By itself, this story is absurd, and even comical. If nothing else, at least it’s not public money for a change, unlike the squat toilet recently installed for the use of inmates at Canterbury Prison. But it is most noteworthy, of course, as part of a larger trend of self-congratulating, self-righteous, politically correct pandering to Muslims, and to the exclusion of other groups.
One would be remiss not to consider one other matter. Muhammad prescribed the use of an odd number of stones with which to clean up. If the mall is taking the extraordinary step of installing a culturally correct loo, will stones be complimentary, or will there be a Bring-Your-Own-Stones policy? Or would considering that still be too absurd?
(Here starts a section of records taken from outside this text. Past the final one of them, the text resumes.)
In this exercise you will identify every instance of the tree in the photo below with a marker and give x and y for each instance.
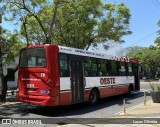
(157, 41)
(19, 9)
(79, 23)
(9, 48)
(148, 58)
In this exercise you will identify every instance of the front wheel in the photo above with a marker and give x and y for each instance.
(93, 97)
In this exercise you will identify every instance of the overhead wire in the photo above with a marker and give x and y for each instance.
(157, 4)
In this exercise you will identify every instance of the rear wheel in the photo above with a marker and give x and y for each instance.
(93, 97)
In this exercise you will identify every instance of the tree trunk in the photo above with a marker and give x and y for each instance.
(4, 89)
(4, 80)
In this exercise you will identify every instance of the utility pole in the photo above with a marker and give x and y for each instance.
(1, 69)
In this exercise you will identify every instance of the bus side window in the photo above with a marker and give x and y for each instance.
(122, 69)
(63, 65)
(90, 66)
(102, 68)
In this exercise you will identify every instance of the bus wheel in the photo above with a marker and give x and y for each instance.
(93, 97)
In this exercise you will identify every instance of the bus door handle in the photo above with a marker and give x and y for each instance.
(84, 80)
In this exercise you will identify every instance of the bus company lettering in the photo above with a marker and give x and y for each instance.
(107, 81)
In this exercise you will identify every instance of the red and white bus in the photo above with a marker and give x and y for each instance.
(52, 75)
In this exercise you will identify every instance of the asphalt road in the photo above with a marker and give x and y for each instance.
(107, 107)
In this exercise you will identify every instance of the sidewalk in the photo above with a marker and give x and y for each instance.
(147, 116)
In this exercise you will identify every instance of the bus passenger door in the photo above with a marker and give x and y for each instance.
(77, 80)
(136, 77)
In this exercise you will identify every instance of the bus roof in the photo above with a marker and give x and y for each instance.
(81, 52)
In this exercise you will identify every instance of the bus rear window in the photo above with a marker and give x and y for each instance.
(34, 57)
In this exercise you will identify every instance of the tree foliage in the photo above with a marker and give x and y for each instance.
(148, 57)
(10, 46)
(79, 23)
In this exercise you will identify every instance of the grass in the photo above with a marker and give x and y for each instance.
(155, 87)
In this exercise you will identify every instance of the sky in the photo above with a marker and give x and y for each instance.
(143, 23)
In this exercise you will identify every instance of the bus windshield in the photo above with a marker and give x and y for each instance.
(34, 57)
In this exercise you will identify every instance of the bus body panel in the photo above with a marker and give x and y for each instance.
(40, 85)
(44, 85)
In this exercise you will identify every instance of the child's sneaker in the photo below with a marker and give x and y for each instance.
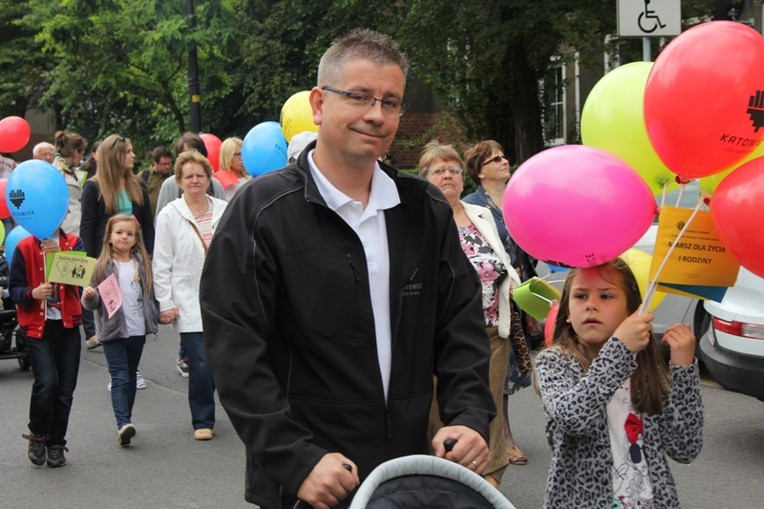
(36, 450)
(125, 434)
(56, 456)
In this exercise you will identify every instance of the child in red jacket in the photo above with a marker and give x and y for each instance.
(49, 314)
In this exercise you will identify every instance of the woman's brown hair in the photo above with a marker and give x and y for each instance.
(112, 174)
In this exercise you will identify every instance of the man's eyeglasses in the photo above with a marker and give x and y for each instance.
(454, 170)
(390, 106)
(495, 159)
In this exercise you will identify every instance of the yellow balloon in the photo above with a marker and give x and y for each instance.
(612, 120)
(297, 115)
(639, 263)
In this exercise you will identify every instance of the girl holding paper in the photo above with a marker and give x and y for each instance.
(121, 293)
(49, 315)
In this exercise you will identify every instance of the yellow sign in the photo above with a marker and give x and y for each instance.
(71, 269)
(699, 258)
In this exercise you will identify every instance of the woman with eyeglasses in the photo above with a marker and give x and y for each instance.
(113, 190)
(185, 228)
(488, 167)
(231, 173)
(443, 167)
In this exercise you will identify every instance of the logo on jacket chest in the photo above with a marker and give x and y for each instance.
(413, 286)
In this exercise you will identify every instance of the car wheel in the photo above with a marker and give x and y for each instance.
(700, 326)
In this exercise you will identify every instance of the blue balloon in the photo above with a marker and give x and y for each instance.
(264, 148)
(11, 241)
(37, 197)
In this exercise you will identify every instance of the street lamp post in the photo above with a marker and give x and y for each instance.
(193, 75)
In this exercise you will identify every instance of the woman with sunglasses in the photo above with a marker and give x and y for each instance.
(488, 167)
(442, 166)
(231, 173)
(114, 190)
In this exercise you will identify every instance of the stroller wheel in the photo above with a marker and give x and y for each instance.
(21, 350)
(23, 359)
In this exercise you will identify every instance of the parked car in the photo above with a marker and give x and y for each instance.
(732, 347)
(730, 333)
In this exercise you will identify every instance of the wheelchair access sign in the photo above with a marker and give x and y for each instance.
(649, 18)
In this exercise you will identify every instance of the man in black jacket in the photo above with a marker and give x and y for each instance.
(333, 291)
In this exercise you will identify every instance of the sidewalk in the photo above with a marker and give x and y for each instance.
(163, 468)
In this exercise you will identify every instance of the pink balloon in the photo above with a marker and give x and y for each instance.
(554, 310)
(212, 144)
(737, 212)
(704, 98)
(577, 206)
(14, 134)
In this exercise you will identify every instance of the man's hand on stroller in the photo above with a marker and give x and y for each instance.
(330, 481)
(470, 450)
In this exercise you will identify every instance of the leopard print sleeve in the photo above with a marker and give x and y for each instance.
(576, 401)
(681, 422)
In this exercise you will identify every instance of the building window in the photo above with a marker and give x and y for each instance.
(553, 93)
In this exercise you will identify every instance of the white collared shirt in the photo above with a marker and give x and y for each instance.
(369, 225)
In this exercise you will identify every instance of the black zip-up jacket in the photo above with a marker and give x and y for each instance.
(290, 333)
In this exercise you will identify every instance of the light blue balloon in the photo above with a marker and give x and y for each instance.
(37, 197)
(15, 236)
(264, 148)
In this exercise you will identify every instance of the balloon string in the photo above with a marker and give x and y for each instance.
(654, 282)
(681, 192)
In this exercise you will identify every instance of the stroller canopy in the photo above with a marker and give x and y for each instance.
(426, 481)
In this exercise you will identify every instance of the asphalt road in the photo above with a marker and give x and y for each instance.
(166, 468)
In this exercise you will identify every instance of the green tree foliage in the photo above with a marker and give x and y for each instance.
(485, 58)
(20, 61)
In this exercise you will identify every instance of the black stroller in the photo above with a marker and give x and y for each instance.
(426, 481)
(12, 340)
(13, 343)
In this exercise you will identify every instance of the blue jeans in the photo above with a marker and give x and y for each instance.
(201, 388)
(88, 322)
(122, 356)
(55, 361)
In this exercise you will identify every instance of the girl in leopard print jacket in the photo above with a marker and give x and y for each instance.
(614, 409)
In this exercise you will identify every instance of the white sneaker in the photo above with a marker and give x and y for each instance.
(125, 434)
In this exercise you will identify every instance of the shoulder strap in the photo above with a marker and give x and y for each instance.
(198, 234)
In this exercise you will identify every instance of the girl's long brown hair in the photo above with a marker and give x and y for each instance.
(650, 381)
(99, 273)
(112, 174)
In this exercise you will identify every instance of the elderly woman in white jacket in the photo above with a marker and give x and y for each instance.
(184, 230)
(443, 167)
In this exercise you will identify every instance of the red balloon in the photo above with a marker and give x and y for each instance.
(212, 143)
(704, 98)
(551, 317)
(14, 134)
(4, 211)
(737, 212)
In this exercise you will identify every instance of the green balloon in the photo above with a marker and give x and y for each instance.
(612, 120)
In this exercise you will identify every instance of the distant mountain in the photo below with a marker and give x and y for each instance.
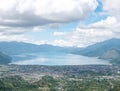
(108, 50)
(14, 48)
(4, 59)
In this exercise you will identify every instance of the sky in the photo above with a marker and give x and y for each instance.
(76, 23)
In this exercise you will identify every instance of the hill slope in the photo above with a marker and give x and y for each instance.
(108, 50)
(4, 59)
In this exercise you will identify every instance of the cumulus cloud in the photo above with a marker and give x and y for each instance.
(85, 35)
(30, 13)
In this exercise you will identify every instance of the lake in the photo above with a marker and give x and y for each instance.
(56, 59)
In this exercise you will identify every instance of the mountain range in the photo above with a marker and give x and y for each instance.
(108, 50)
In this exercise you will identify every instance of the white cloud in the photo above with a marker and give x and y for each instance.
(112, 7)
(24, 13)
(85, 35)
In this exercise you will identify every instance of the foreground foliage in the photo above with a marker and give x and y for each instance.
(48, 83)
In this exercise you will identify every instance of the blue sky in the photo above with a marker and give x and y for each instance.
(77, 23)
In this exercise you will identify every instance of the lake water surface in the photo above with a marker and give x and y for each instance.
(56, 59)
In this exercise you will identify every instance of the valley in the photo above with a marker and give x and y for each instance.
(59, 78)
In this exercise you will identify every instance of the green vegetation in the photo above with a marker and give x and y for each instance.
(59, 78)
(4, 59)
(48, 83)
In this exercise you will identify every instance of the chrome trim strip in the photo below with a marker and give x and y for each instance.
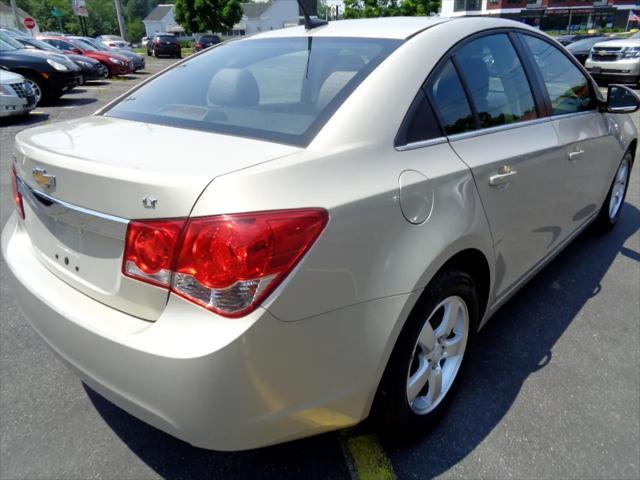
(421, 144)
(499, 128)
(48, 208)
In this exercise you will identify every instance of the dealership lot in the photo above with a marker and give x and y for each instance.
(552, 391)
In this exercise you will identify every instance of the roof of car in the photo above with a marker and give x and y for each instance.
(399, 28)
(386, 27)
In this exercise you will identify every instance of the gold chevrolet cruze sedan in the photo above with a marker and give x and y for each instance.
(308, 226)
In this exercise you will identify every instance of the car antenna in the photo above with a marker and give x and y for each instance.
(309, 22)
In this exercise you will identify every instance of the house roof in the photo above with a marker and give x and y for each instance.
(255, 9)
(159, 13)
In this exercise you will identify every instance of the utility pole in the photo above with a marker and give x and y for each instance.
(121, 24)
(14, 7)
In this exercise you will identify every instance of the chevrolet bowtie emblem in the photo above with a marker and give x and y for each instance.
(43, 179)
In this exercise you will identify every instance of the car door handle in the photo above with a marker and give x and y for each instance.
(502, 177)
(575, 155)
“Shopping centre bosses approve ‘Asian squat toilets’ following cultural awareness course,” by James Tozer for the Daily Mail, July 18 (thanks to Basil):
For centuries, the great British loo has been a matter of envy to the rest of the world.
Thanks to the efforts of pioneers like the legendary Thomas Crapper, we have long since led the world in comfort and hygiene.
Now, however, that could be about to change.
For most of us, the squat toilet is nothing more than a staple of horror stories about old-fashioned French service stations or the exploits of adventurous backpackers in far-flung parts of India.
But this basic form of plumbing, also known as a Turkish toilet or Nile pan, could be coming to a shopping centre near you – and all in the name of cultural sensitivity.
From next week, shoppers in Rochdale who push open the cubicle door expecting the reassuring sight of a modern, clean lavatory could instead be faced with little more than a hole in the ground.
Bosses of the Greater Manchester town’s Exchange mall have installed two as part of an upgrade costing several thousand pounds after attending a cultural awareness course run by a local Muslim community activist.
A familiar sight in parts of the Middle East, and still sometimes seen in France and Italy, the toilets require users to squat above them, rather than sitting.
With one in ten of Rochdale’s population of Pakistani or Bangladeshi origin, centre managers say they have been told some members of the local Asian community prefer them for cultural reasons.
The town hit the headlines during this year’s General Election campaign when pensioner Gillian Duffy was dismissed by Gordon Brown as a ‘bigoted woman’ when she voiced concern about immigration.
News of the introduction of squat toilets was met by disbelief, however.
‘This strikes me as a classic case of excessive pandering to a politically correct minority,’ said Philip Davies, Conservative MP for Shipley.
‘We in Britain are rightly proud of our toilets, and the onus is on people who come to this country to appreciate them for what they are.
‘It’s absolutely ludicrous – Thomas Crapper would be turning in his grave!’
Proponents of what some campaigners call the natural posture toilet claim there are health benefits to squatting, rather than sitting.
Canterbury Prison recently installed one for foreign inmates as part of a Â£17,000 upgrade.
But they are regarded as unhygienic and backward in many parts of the world – infamously, a controversial sculpture briefly displayed at EU offices in Brussels last year lampooning member states depicted Bulgaria as a squat toilet.
Mike Bone, of the British Toilet Association, warned the washing facilities associated with squat toilets could pose a hygiene hazard.
‘We really don’t see a need for them,’ he said.
‘Space for public toilets in places like shopping centres is already at a premium, and if this is meant to cater for Muslims we would point out that the vast majority use normal toilets in their own homes.’